GREENVILLE, N.C. (WNCT) – Following a historic 2015 for shark attacks, one researcher at ECU said the possibility is there for yet another one in 2016. During 2015, 98 unprovoked shark attacks were reported worldwide, shattering the old record of 88 back in 2000.
Eight of those unprovoked attacks happened along the North Carolina coast. Chuck Bangley, a researcher at ECU who studies sharks, said last year’s spike most likely had to do with water temperature and timing.
“These animals like to follow those temperature changes, and they follow the leading edge of the temperature change,” Bangley said. “So they’re going to be right where it went from cold to warm.”
Due to an unusually warm winter, water temperatures along the East coast are already above average.
So far, this winter ranks as the 4th warmest on record for Cape Hatteras. The average March water temperature there is 52, but reports already have the water temperature listed at 56 just two days into the month.
The trend runs all the way down to Florida beaches, where both Daytona Beach, with a water temperature of 69, and Miami, with a water temperature of 76, are both above average.
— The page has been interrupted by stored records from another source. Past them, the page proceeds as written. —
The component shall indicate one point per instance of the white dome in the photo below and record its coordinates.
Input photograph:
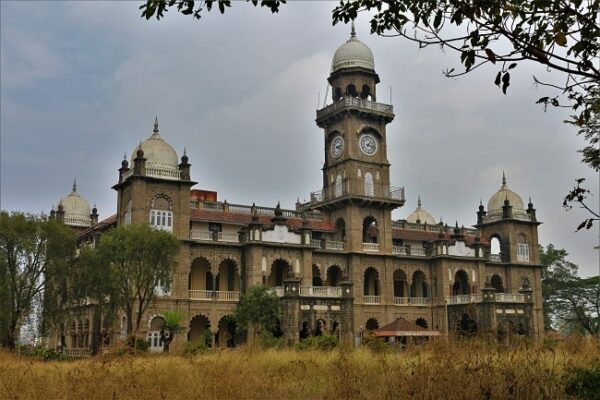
(421, 215)
(77, 209)
(353, 53)
(161, 158)
(497, 200)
“No doubt we are running a little above normal, ahead of schedule so far this time of year,” said WNCT’s Chief Meteorologist Jerry Jackson.
Jackson said warm winters don’t necessarily mean spring or summer temperatures will also be above average.
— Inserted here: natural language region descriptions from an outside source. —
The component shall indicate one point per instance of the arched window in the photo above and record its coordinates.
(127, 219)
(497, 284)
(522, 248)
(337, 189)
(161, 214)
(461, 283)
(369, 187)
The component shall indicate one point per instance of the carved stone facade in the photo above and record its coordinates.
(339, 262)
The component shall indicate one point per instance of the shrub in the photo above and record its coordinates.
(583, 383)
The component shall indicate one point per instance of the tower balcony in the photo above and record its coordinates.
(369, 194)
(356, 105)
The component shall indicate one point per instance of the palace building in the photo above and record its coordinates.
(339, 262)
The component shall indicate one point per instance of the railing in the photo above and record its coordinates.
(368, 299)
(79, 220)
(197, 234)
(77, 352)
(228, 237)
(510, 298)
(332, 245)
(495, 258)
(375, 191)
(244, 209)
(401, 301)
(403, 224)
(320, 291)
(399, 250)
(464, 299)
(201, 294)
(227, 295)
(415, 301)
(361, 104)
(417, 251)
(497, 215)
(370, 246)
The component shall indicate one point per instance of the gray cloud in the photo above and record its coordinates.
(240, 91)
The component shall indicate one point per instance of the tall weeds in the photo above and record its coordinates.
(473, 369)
But given the warm water temperatures already, Bangley said sharks haven’t migrated as far South as they normally do. He said the ingredients are present for another possible historic year for shark attacks.
“We may see another mass migration like we had last year, or we may see kind of a more tapered kind of migration,” he said.
According to the Florida Museum of Natural History, the three North Carolina counties with the most shark attacks recorded are New Hanover, with 13, Brunswick, with 12, and Onslow, with 10.
Both Dare and Carteret Counties had 8 attacks recorded.